Right now, the cacophony didn’t abate. I got up and went to the window in the bathroom, and I saw that the fire trucks had stopped right in front of this building.

“Oh, geez!” I said. “There must be a medical emergency here.” I glanced at the wall I shared with my neighbor, and it was mean but I found myself hoping that—

“What’s that smell?” Everett also stood, and he sniffed. “That’s smoke. There’s a fire!” He went to the door and reached for the knob, and the lessons about fire safety that I’d learned in my first semester of student teaching came right back to me.

“Stop!” I yelled, and ran to block him. “Call 911!”

“They know,” he reminded me. “They’re already here.”

Right. I carefully felt the door and then touched the metal handle, and neither were hot. I peeked into the hallway and there was light smoke gathering at the ceiling, and then I completely broke protocol and grabbed my purse and some stuff out of one of the boxes before we left the apartment.

“There’s a fire!” I yelled at my neighbor’s door and I pounded on it with my fist, but for once, he didn’t seem to hear. “Fire!” I repeated.

“Zoey, I think he’s already gone. We have to get out of here,” Everett told me, and took my hand to pull me along. I was supposed to let go, because you were supposed to leave guys wanting more, but this was an emergency situation. I held on to him.
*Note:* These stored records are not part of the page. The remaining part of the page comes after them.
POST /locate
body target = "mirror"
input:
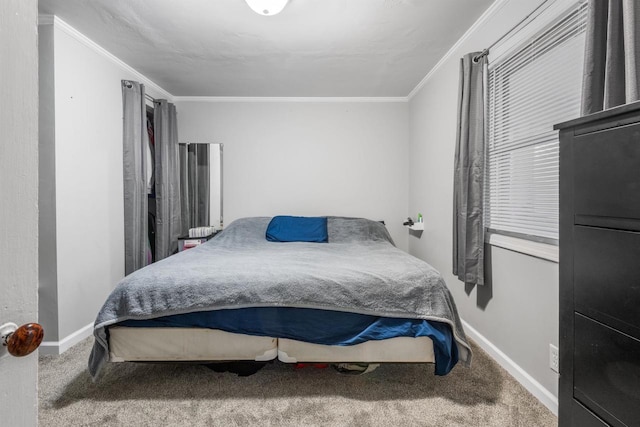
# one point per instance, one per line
(201, 180)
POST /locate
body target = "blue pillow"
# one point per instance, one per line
(297, 229)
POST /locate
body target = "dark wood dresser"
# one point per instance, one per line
(600, 269)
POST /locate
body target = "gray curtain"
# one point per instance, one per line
(612, 55)
(134, 144)
(167, 176)
(195, 178)
(468, 226)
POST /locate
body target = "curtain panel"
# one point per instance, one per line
(468, 226)
(167, 179)
(612, 55)
(134, 143)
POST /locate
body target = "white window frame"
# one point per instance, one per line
(534, 25)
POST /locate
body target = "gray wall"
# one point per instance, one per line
(81, 211)
(308, 158)
(18, 208)
(518, 312)
(48, 268)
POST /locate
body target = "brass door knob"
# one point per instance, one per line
(23, 340)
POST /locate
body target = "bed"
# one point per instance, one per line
(352, 297)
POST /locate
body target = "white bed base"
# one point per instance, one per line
(200, 344)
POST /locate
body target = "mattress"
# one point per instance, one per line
(183, 344)
(201, 344)
(358, 272)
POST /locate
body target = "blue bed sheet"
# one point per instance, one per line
(316, 326)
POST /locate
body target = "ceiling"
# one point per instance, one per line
(331, 48)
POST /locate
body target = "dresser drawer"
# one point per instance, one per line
(582, 417)
(607, 276)
(607, 173)
(607, 372)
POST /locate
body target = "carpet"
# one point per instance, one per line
(136, 394)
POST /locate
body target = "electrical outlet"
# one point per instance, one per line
(554, 358)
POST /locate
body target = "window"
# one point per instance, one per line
(532, 88)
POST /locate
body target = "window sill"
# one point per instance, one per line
(527, 247)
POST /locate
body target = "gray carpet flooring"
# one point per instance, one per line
(131, 394)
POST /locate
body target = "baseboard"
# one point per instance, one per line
(547, 398)
(59, 347)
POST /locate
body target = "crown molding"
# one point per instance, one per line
(319, 99)
(77, 35)
(488, 14)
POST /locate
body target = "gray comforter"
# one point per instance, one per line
(359, 270)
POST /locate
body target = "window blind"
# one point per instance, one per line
(530, 90)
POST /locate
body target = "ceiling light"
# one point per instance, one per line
(267, 7)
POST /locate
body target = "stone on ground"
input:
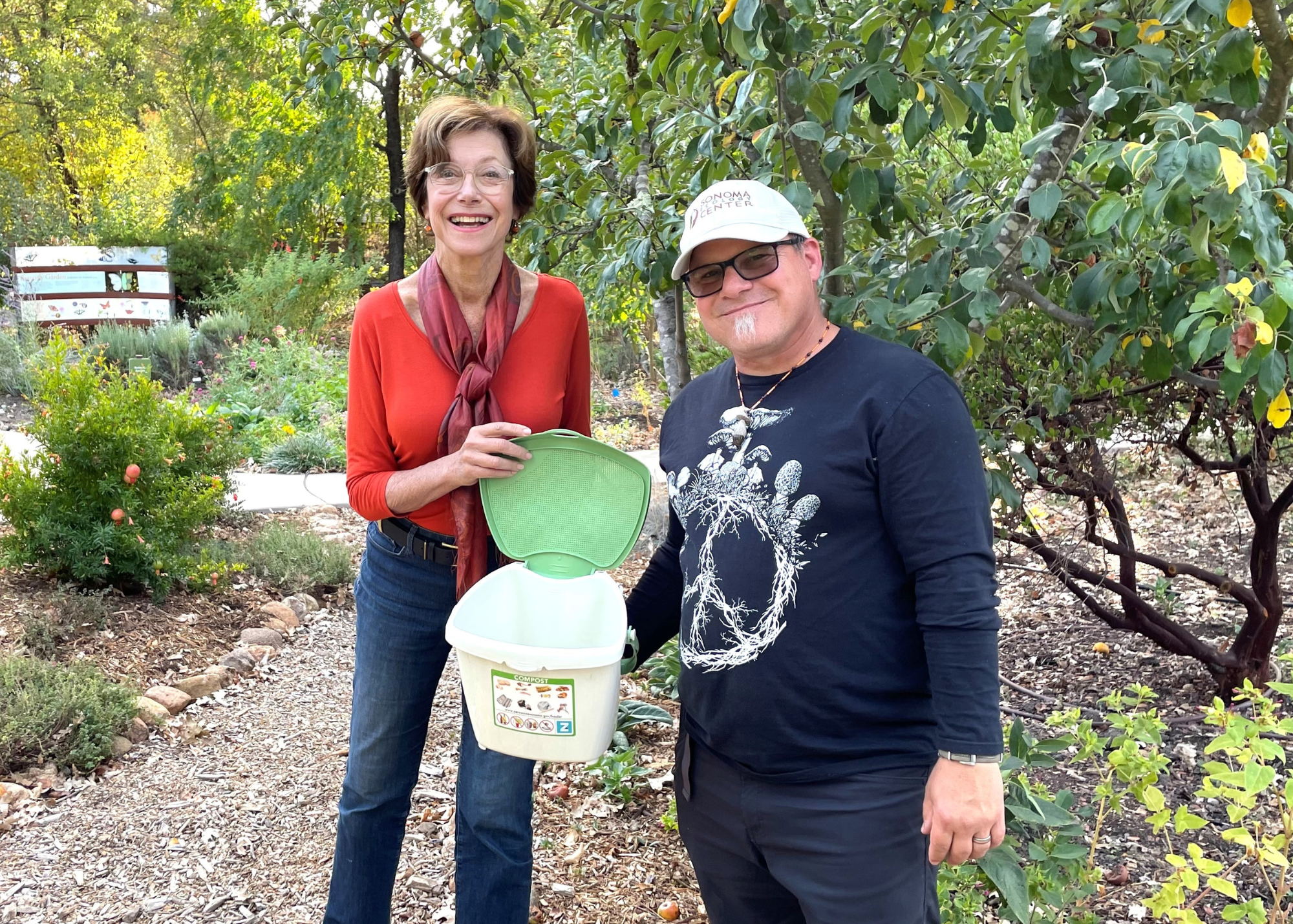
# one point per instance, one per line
(239, 660)
(175, 700)
(262, 637)
(200, 686)
(152, 712)
(285, 612)
(136, 731)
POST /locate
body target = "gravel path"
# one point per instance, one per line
(239, 823)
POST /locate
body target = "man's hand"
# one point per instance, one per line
(963, 802)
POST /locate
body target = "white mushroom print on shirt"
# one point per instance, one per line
(726, 492)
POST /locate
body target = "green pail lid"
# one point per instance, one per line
(577, 508)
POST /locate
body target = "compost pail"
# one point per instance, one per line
(540, 641)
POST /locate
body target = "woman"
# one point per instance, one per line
(445, 368)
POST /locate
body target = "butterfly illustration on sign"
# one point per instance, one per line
(727, 491)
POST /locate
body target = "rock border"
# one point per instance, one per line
(162, 703)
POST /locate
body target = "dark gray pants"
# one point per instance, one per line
(845, 850)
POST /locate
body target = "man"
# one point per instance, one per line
(829, 571)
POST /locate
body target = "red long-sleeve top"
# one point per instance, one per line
(400, 390)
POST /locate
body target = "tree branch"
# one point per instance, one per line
(1021, 286)
(1276, 39)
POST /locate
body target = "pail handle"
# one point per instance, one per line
(628, 664)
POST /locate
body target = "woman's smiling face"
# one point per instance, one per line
(473, 220)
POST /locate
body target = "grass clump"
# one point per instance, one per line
(306, 452)
(297, 561)
(61, 713)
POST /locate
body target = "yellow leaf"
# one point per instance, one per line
(723, 87)
(1151, 32)
(1278, 411)
(1259, 148)
(1242, 288)
(1233, 167)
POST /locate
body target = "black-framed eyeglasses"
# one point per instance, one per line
(749, 264)
(449, 177)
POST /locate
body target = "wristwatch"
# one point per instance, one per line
(970, 760)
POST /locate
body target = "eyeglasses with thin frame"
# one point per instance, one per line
(749, 264)
(449, 177)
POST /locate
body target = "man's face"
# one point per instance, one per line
(762, 316)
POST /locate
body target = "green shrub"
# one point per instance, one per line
(173, 345)
(270, 390)
(17, 347)
(63, 713)
(664, 669)
(122, 342)
(294, 290)
(307, 452)
(298, 561)
(94, 422)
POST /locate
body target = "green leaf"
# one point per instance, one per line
(916, 126)
(1044, 201)
(885, 90)
(744, 17)
(842, 113)
(1223, 886)
(954, 337)
(1272, 373)
(1036, 253)
(1040, 36)
(1158, 361)
(1105, 213)
(809, 130)
(976, 279)
(864, 192)
(1105, 100)
(1004, 870)
(1199, 237)
(1203, 166)
(800, 195)
(1093, 285)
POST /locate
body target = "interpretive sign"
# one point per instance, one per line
(91, 285)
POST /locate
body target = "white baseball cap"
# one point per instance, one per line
(744, 210)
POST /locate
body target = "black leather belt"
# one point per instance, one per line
(422, 543)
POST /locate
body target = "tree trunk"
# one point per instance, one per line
(1257, 636)
(685, 364)
(665, 307)
(395, 166)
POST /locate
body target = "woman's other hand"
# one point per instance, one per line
(488, 452)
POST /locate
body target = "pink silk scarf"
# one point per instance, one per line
(474, 402)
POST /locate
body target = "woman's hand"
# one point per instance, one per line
(488, 452)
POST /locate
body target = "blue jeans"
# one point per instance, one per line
(403, 606)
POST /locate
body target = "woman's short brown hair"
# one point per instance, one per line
(449, 116)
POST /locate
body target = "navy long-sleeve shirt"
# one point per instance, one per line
(831, 575)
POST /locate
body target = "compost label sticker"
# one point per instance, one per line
(537, 705)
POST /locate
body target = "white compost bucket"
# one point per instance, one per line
(540, 660)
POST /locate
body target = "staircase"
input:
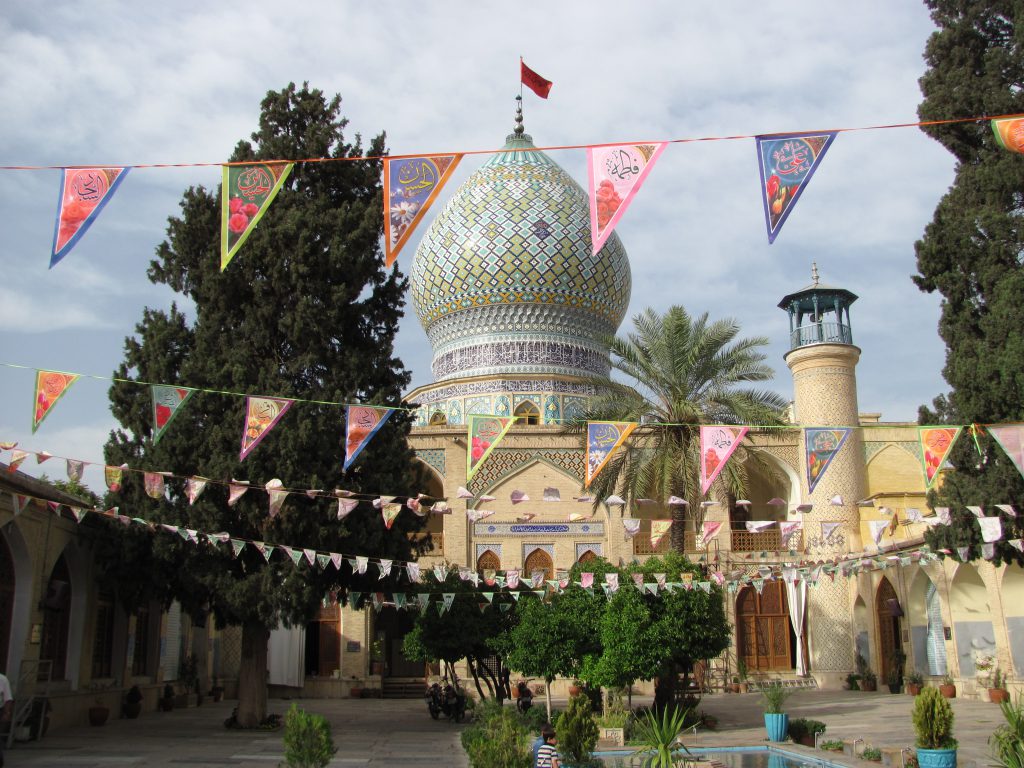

The bar had already closed for the night but most of the patrons seemed to have stuck around to see the excitement of the building possibly going up in flames.

Then they also got excited to see the new Woodsmen quarterback again, when they could have been excited about him as a Junior Woodsmen player and gone to see him as he had played frozen football on a crappy field.

But that was another issue, and right now, I was more concerned that almost everything I owned could have been on the verge of lighting on fire.

The clothes I’d carefully gathered so that I looked appropriate at school, Willow’s medication, her wheelchair!

What had I been thinking to leave all that?

“I have to go back in there,” I announced, but Everett prevented me.

“No, no,” he answered. “Jesus. Damn. You’re not even wearing shoes. Are you cold?”

It was summer, but it was the middle of the night and it wasn’t warm out here. “I’m ok,” I said. My feet were a little chilly and also, I’d walked through some water so they felt pretty dirty, too.

“You’re shivering. Or, are you shaking? I don’t think your apartment is going to burn up,” he said, but how could he have known? He put his arm around me. “Want to stand on my feet?”

It did feel better to be so close to him, but I was too upset to enjoy it. “That’s ok. I’m ok.”

“I know, because you always are. You always say that.”

“Everett? Everett Ford? Can you sign this?” a woman asked him. She thrust a piece of paper in his face.

“Not right now. We’re worried about the fire,” he told her.

She nodded sympathetically and then gave him her number and various social media handles so that they could get together later, when he wasn’t worried.

I nearly kicked her with my dirty foot. She left and I told him that he could go, too, since he was so tired.

“I don’t know when they’ll let me back in. I have to go back in,” I said. “I have to live there and I have to get my stuff.”

“You could get more stuff and find another apartment,” he suggested, but he didn’t understand how difficult it had been to find that one. I didn’t want to end up in another motel and I couldn’t just “get more” of my belongings. None of that was right.

“It’s going to be fine,” he said next, and as it turned out, that wasn’t right either.